Zum Android-Update-Dilemma

In der aktuellen c’t 9/2012 ist ein mehrseitiger Artikel über die Update-Problematik bei Android-Geräten. Es wird visuell aufgezeigt, wie die derzeitige offizielle Versorgung des Systems mit Updates aussieht (schlecht), die in der c’t gezeigte Grafik ist wohl stark von Michael DeGustas Grafik inspiriert.

Es ist erschreckend, wie die Update-Problematik von fast allen Herstellern noch immer ignoriert wird. Das Problem ist seit mindestens 1,5 Jahren so massiv, dass ich mich wundere, dass noch nichts schlimmeres passiert ist. Sicherheitslücken in Android 2 zu finden, dürfte keine Schwierigkeit sein und ob der ausgetrockneten Update-Pfade müssen sich die bösen Jungs über die Summe an Zielgeräten auch keine Sorgen machen.

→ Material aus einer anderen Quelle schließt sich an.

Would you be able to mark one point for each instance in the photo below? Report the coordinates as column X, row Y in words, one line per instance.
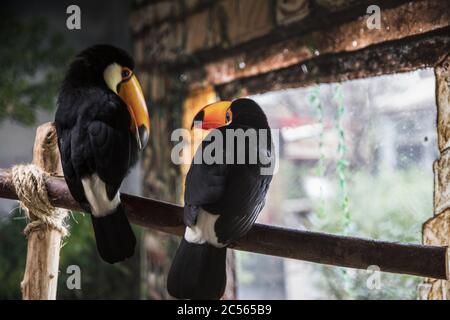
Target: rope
column 30, row 185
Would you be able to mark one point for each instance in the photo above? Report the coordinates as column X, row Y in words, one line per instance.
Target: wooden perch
column 419, row 260
column 41, row 271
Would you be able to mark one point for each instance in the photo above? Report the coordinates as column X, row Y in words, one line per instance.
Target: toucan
column 222, row 198
column 102, row 123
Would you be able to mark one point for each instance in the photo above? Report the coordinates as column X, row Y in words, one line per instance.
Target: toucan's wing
column 110, row 142
column 205, row 184
column 241, row 205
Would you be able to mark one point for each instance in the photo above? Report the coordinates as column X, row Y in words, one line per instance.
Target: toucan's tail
column 114, row 236
column 197, row 272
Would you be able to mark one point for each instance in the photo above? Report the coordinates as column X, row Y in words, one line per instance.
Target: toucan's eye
column 126, row 73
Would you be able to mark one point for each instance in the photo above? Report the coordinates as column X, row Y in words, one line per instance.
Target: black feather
column 92, row 124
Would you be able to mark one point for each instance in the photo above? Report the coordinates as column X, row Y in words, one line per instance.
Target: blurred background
column 356, row 155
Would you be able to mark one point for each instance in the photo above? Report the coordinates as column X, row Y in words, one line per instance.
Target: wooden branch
column 41, row 271
column 425, row 261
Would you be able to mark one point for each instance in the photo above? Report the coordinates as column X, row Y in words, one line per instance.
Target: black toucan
column 102, row 122
column 222, row 198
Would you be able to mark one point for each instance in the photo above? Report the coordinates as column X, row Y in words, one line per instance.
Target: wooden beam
column 40, row 278
column 320, row 33
column 391, row 57
column 425, row 261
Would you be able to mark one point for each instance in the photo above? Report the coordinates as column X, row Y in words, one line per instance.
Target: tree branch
column 425, row 261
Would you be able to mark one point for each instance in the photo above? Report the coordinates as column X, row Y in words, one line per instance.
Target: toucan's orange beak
column 131, row 93
column 213, row 116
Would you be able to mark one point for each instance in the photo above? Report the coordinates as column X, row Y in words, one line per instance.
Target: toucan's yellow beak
column 213, row 116
column 131, row 93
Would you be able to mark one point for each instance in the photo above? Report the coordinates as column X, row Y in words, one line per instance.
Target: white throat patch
column 113, row 76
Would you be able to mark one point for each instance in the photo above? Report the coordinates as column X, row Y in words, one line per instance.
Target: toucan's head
column 223, row 113
column 112, row 69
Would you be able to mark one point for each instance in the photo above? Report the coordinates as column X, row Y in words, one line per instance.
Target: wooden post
column 41, row 271
column 436, row 231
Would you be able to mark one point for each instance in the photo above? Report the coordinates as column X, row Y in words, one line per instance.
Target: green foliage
column 32, row 66
column 388, row 205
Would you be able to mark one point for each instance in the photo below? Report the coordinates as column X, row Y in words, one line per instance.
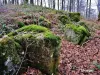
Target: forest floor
column 74, row 59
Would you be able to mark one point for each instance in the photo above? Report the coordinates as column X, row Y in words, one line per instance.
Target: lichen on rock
column 42, row 47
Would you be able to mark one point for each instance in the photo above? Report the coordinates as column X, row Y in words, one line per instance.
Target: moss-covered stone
column 76, row 33
column 74, row 17
column 44, row 22
column 42, row 47
column 8, row 49
column 64, row 19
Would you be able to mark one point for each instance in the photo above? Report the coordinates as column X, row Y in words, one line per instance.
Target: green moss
column 74, row 17
column 80, row 31
column 44, row 22
column 45, row 44
column 64, row 19
column 9, row 48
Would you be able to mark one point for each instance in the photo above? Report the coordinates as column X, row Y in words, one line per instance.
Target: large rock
column 41, row 45
column 76, row 33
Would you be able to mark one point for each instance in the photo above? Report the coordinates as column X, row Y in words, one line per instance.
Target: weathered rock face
column 76, row 33
column 41, row 45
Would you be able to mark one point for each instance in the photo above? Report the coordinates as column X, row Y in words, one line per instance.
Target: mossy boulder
column 64, row 19
column 76, row 33
column 75, row 17
column 8, row 53
column 42, row 48
column 44, row 22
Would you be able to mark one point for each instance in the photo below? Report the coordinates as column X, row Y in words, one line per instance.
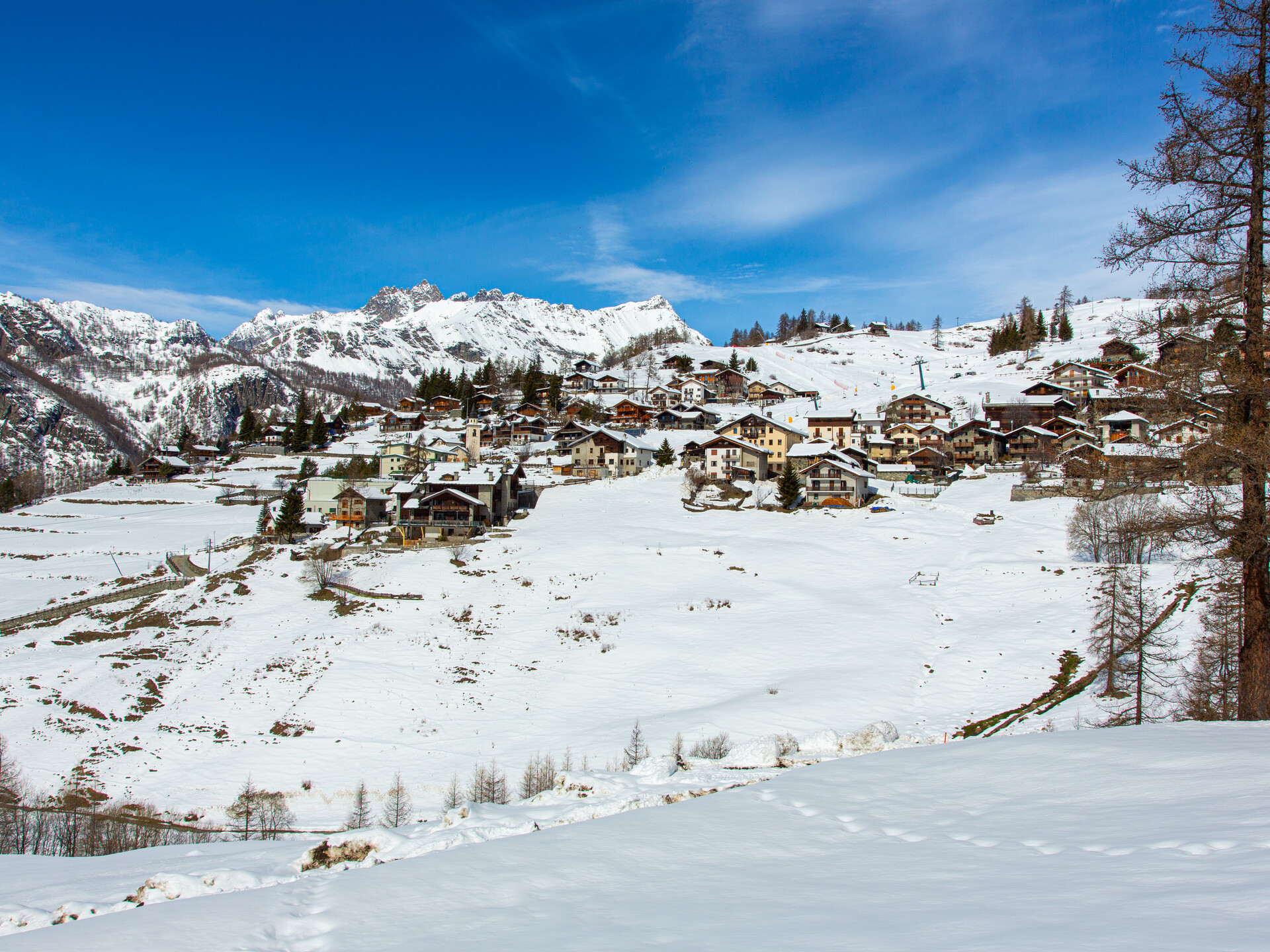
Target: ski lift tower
column 921, row 376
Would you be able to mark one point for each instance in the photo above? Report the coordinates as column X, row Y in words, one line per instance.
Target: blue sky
column 898, row 158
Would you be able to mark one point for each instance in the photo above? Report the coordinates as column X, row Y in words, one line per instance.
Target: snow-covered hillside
column 1128, row 838
column 607, row 606
column 860, row 372
column 139, row 380
column 407, row 332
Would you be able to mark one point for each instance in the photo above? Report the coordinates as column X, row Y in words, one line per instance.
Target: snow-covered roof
column 459, row 493
column 1122, row 416
column 1038, row 430
column 742, row 444
column 810, row 447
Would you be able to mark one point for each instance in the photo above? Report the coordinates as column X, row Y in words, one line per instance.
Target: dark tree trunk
column 1255, row 651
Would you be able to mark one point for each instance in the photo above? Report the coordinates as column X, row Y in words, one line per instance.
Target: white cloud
column 218, row 314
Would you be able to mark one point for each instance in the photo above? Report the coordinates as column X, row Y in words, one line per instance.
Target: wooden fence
column 149, row 588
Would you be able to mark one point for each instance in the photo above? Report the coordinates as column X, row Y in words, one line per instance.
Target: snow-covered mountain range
column 409, row 331
column 80, row 382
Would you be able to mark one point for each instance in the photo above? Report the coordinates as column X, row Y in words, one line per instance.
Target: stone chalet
column 760, row 430
column 161, row 469
column 835, row 480
column 727, row 457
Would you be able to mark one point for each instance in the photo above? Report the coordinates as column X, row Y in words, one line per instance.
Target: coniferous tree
column 636, row 749
column 1108, row 635
column 1210, row 683
column 1148, row 653
column 788, row 488
column 247, row 426
column 300, row 430
column 399, row 807
column 360, row 814
column 291, row 513
column 319, row 436
column 665, row 455
column 1206, row 238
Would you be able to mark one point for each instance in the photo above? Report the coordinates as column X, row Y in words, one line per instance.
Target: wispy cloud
column 613, row 266
column 215, row 313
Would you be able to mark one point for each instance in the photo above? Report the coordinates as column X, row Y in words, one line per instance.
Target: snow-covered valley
column 611, row 604
column 1057, row 841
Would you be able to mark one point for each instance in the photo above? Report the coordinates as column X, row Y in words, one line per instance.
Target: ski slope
column 560, row 633
column 1128, row 838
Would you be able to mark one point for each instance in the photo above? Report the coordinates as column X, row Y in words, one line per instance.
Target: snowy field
column 1130, row 838
column 609, row 604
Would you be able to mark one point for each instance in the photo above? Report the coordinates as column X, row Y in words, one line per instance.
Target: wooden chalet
column 201, row 452
column 610, row 383
column 1062, row 424
column 161, row 469
column 1081, row 377
column 774, row 436
column 1184, row 347
column 662, row 397
column 1032, row 444
column 728, row 383
column 360, row 507
column 1118, row 352
column 403, row 422
column 916, row 408
column 1074, row 438
column 1134, row 376
column 1123, row 424
column 697, row 391
column 730, row 459
column 628, row 413
column 835, row 481
column 448, row 512
column 1183, row 432
column 929, row 462
column 836, row 427
column 444, row 404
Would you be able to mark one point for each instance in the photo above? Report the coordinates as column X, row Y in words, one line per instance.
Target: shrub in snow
column 762, row 752
column 712, row 748
column 872, row 738
column 656, row 768
column 826, row 743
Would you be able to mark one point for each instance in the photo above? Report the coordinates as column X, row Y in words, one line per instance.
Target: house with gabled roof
column 774, row 436
column 835, row 480
column 1032, row 444
column 1183, row 432
column 917, row 408
column 1081, row 377
column 839, row 427
column 726, row 457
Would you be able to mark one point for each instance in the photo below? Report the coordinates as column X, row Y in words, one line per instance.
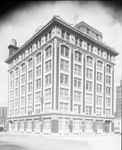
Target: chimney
column 12, row 47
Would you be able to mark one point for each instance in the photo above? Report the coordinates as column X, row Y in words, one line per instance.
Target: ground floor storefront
column 60, row 125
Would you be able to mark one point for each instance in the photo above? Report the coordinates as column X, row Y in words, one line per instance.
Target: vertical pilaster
column 42, row 74
column 33, row 83
column 57, row 73
column 25, row 87
column 71, row 81
column 113, row 91
column 84, row 85
column 95, row 86
column 54, row 125
column 104, row 96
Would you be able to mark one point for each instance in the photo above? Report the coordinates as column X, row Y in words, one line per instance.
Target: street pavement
column 71, row 142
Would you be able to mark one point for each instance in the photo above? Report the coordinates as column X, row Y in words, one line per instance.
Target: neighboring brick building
column 61, row 80
column 3, row 118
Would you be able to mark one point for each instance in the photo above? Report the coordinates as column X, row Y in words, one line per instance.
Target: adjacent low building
column 61, row 81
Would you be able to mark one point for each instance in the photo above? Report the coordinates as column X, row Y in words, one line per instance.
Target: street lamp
column 64, row 126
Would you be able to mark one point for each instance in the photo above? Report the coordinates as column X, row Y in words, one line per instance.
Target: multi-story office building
column 119, row 101
column 118, row 113
column 61, row 81
column 3, row 118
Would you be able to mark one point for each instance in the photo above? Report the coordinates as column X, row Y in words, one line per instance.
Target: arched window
column 78, row 57
column 99, row 65
column 89, row 61
column 38, row 58
column 64, row 51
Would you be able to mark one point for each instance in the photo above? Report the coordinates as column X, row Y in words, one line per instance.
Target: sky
column 22, row 21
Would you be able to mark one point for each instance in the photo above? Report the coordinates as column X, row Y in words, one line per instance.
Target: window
column 80, row 43
column 64, row 107
column 11, row 75
column 62, row 34
column 22, row 111
column 89, row 61
column 48, row 52
column 88, row 47
column 16, row 92
column 30, row 87
column 76, row 41
column 108, row 79
column 29, row 110
column 47, row 124
column 39, row 42
column 77, row 82
column 16, row 71
column 88, row 98
column 11, row 85
column 77, row 109
column 47, row 107
column 48, row 93
column 38, row 70
column 67, row 36
column 48, row 66
column 30, row 99
column 99, row 100
column 108, row 90
column 30, row 75
column 63, row 93
column 36, row 45
column 48, row 79
column 88, row 86
column 78, row 57
column 22, row 101
column 64, row 79
column 38, row 96
column 77, row 96
column 92, row 48
column 16, row 102
column 64, row 65
column 78, row 69
column 64, row 51
column 11, row 94
column 108, row 112
column 99, row 88
column 16, row 82
column 46, row 37
column 22, row 90
column 99, row 76
column 50, row 34
column 23, row 67
column 16, row 112
column 23, row 78
column 88, row 110
column 108, row 102
column 38, row 58
column 37, row 108
column 98, row 111
column 99, row 65
column 89, row 73
column 38, row 83
column 30, row 63
column 108, row 69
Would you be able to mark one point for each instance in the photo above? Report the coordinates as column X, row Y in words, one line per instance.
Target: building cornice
column 58, row 21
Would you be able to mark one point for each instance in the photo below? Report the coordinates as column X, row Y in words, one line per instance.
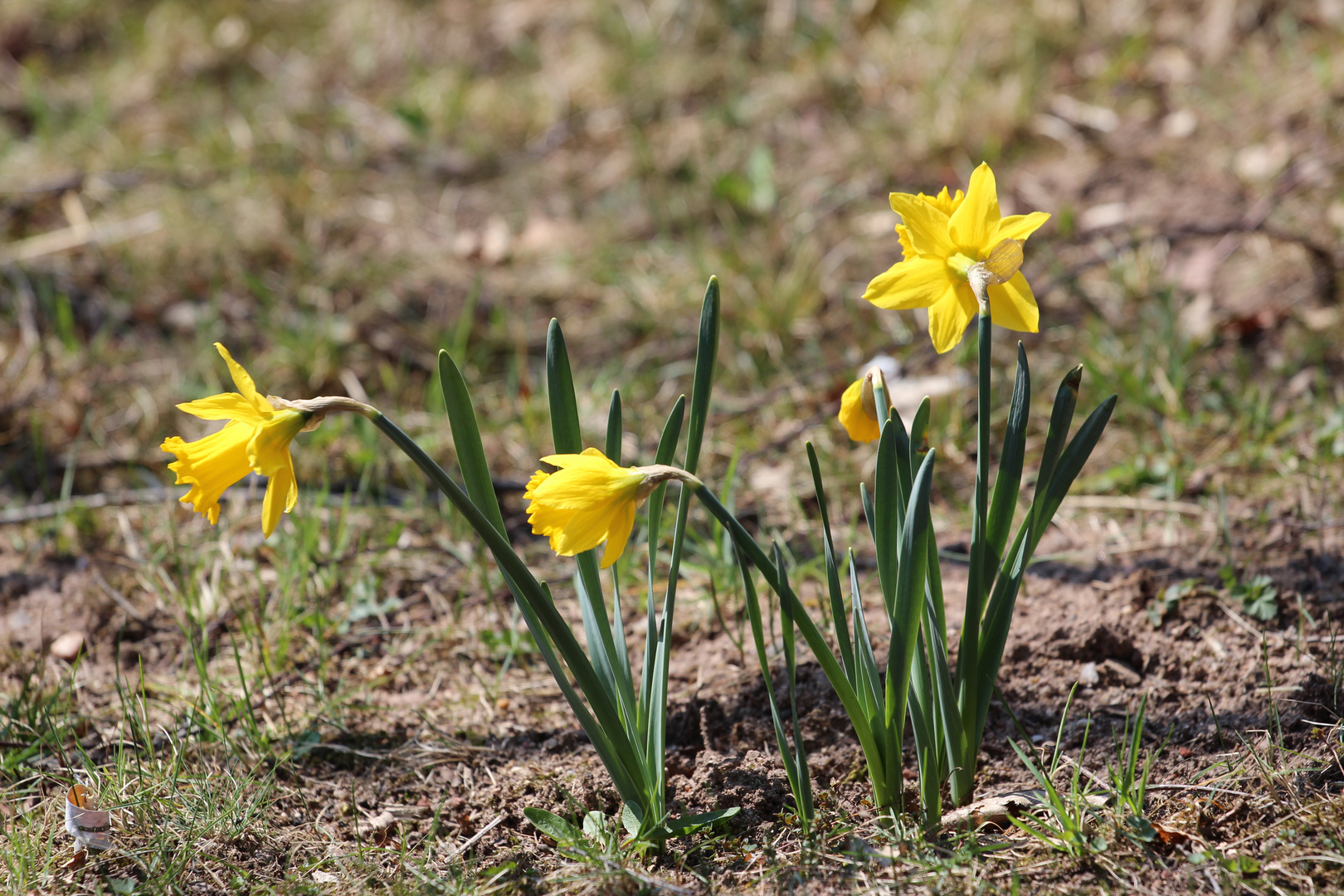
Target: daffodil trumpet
column 592, row 500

Man muss sich das mal vorstellen: Seit Oktober 2011 existiert Android 4 und bis dato gibt es kaum Geräte mit dieser Software. Wenn Apple das neue iPad mit iOS 4 ausgeliefert hätte, wäre das Geschrei groß gewesen, aber bei Android scheint das dem Gros der Anwender egal zu sein?

Oft wird über die »Apple-Steuer«, den höheren Kaufpreis für iPhone und iPad im Gegensatz zu Android-Geräten, hergezogen: Anders betrachtet bietet diese »Extra-Gebühr« (so sie denn existiert) aber eine auf mindestens 2 Jahre und 3 Hauptversionen bestehende Versorgung mit System-Updates — am gleichen Tag des Releases. So relativiert sich das alles wieder und die Apple-Geräte sind auf einmal gar nicht mehr so teuer.

4 Gedanken zu „Zum Android-Update-Dilemma

  1. Ich sehe das differenziert. Zum einen gebe ich dir vollkommen recht beim Thema Sicherheitsupdates. Auf der anderen Seite brauchen die meisten Anwender kein Android 4. Hat sich kaum was geändert. Außer das Design und das sehen die wenigsten, da ja Sense, Motoblur oder Touch Wiz drübergestülpt werden. Zudem werden die Updates schlampig umgesetzt und schaden ehr der Performance als sie nützen.
    In sofern sollte der Weg zweigeteilt werden. Auf der einen Seite Oberfläche die für die Hersteller nicht Plicht ist und auf der anderen Seite die Sicherheitsupdates. Für letztere müssen sich die Hersteller verpflichten, Updates für 2-3 Jahre bereit zu stellen. Sonst keine Google Zulassung.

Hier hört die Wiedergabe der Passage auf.